Nickols of KY 4:07PM September 11, 2008

The target date funds are great for specifiic people. I run into employees all the time that do not know much about investing and don't even know where to begin when it comes to allocating their company retirement plan assets. Rather than choosing some arbitrary allocation (or defaulting to stable value or equivalent), these people have the option to put their money into a fund that will become more conservative as retirement approaches.

I still recommend that these funds are watched over time and changed to another target date fund if the previous fund was too conservative or aggressive. An important thing to remember is a huge chunk of qualified retirement assets out there will not change or be rebalanced until distribution. That being said, those particular investors are usually much better off in a target date fund (even if the proper stock/bond allocation is off by 5-15%) than they are in the stable value for 30 years or a 100% equity portfolio through retirement.

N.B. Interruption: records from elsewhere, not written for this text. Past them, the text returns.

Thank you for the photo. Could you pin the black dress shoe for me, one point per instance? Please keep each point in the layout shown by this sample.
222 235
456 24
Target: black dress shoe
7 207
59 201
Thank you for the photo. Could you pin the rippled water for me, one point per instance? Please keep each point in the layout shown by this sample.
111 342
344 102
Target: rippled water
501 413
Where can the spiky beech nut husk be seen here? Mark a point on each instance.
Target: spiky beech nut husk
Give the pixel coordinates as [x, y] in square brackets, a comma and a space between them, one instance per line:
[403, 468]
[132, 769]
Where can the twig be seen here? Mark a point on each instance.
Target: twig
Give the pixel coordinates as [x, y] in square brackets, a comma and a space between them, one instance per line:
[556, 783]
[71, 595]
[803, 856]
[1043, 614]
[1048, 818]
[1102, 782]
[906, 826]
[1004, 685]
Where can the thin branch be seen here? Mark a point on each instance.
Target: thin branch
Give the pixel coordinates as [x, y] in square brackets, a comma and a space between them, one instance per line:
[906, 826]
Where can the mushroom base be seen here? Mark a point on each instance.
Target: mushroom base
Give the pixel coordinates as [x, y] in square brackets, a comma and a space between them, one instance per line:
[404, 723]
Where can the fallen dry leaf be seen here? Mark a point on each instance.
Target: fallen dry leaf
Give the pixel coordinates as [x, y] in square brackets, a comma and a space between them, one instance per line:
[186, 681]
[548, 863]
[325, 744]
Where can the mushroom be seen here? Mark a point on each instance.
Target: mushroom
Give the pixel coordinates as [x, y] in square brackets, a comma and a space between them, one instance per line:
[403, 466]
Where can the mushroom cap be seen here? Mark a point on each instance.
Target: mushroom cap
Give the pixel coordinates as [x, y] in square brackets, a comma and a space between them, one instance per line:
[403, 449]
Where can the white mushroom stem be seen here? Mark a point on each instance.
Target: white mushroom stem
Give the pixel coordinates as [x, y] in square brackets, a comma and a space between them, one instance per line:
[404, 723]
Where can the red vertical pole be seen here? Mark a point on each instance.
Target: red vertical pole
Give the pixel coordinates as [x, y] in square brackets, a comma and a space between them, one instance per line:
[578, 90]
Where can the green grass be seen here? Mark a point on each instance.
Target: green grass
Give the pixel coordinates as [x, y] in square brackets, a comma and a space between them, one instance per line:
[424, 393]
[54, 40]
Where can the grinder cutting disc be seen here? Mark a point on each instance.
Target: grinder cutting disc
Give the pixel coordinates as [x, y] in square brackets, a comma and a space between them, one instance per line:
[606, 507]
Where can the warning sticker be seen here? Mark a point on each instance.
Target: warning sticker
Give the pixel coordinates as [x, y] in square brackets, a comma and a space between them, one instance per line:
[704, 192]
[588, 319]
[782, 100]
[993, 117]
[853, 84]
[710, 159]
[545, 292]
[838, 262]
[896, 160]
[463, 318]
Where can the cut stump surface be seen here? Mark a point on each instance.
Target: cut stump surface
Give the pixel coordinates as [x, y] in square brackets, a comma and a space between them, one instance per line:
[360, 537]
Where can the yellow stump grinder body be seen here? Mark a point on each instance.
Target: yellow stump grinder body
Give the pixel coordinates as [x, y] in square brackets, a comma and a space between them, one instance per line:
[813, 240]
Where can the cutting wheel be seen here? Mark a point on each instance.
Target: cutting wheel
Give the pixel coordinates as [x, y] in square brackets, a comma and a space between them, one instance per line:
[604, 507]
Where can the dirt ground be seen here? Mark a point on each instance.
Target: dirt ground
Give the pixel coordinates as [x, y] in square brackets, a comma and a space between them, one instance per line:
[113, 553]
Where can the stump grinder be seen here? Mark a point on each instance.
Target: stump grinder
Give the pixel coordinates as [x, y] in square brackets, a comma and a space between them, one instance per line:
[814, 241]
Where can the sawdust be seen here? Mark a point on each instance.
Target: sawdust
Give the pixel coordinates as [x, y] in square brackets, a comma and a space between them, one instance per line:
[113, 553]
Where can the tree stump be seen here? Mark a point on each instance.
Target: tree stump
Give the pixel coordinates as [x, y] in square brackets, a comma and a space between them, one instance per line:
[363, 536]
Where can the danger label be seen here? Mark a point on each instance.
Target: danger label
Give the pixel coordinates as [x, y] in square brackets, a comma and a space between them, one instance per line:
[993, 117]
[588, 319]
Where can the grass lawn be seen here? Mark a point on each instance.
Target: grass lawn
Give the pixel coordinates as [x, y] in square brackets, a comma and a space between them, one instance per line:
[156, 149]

If you are an experienced and somewhat active investor, I believe you will always be able to more closely match your personal risk tolerance to your investments if you choose the funds yourself.

of VA 11:18AM June 09, 2008

The absurd conclusions of these bull market geniuses is fertile ground for breach of fiduciary duty lawsuits when their "stocks always do best" mantra fails like it did last Friday as the venerable Dow shed 400 points. Timing is everything. Those that can't do it well rely on the pretense they should always buy stocks and hold.

As stated by the great John Maynard Keynes 'in the long run were all dead'.

As a matter of safety; the default "investmnet" should be riskless [i.e. neither stocks or bonds], as bonds can be equally erratic.

buck of TX 12:42AM June 09, 2008

You can always switch to another investment, such as a target-date fund with a date that is earlier or later than the original date you chose..

IMO, many of the target-date funds are too conservative. Equities are a necessary component for those who are planning for a long retirement - in many cases, especially for those who are retiring in their 50s, they need to plan for 30 - 40 years in retirement.

aj485 of TX 8:49AM May 27, 2008

You can always switch to another investment, such as a target-date fund with a date that is earlier or later than the original date you chose..

IMO, many of the target-date funds are too conservative. Equities are a necessary component for those who are planning for a long retirement - in many cases, especially for those who are retiring in their 50s, they need to plan for 30 - 40 years in retirement.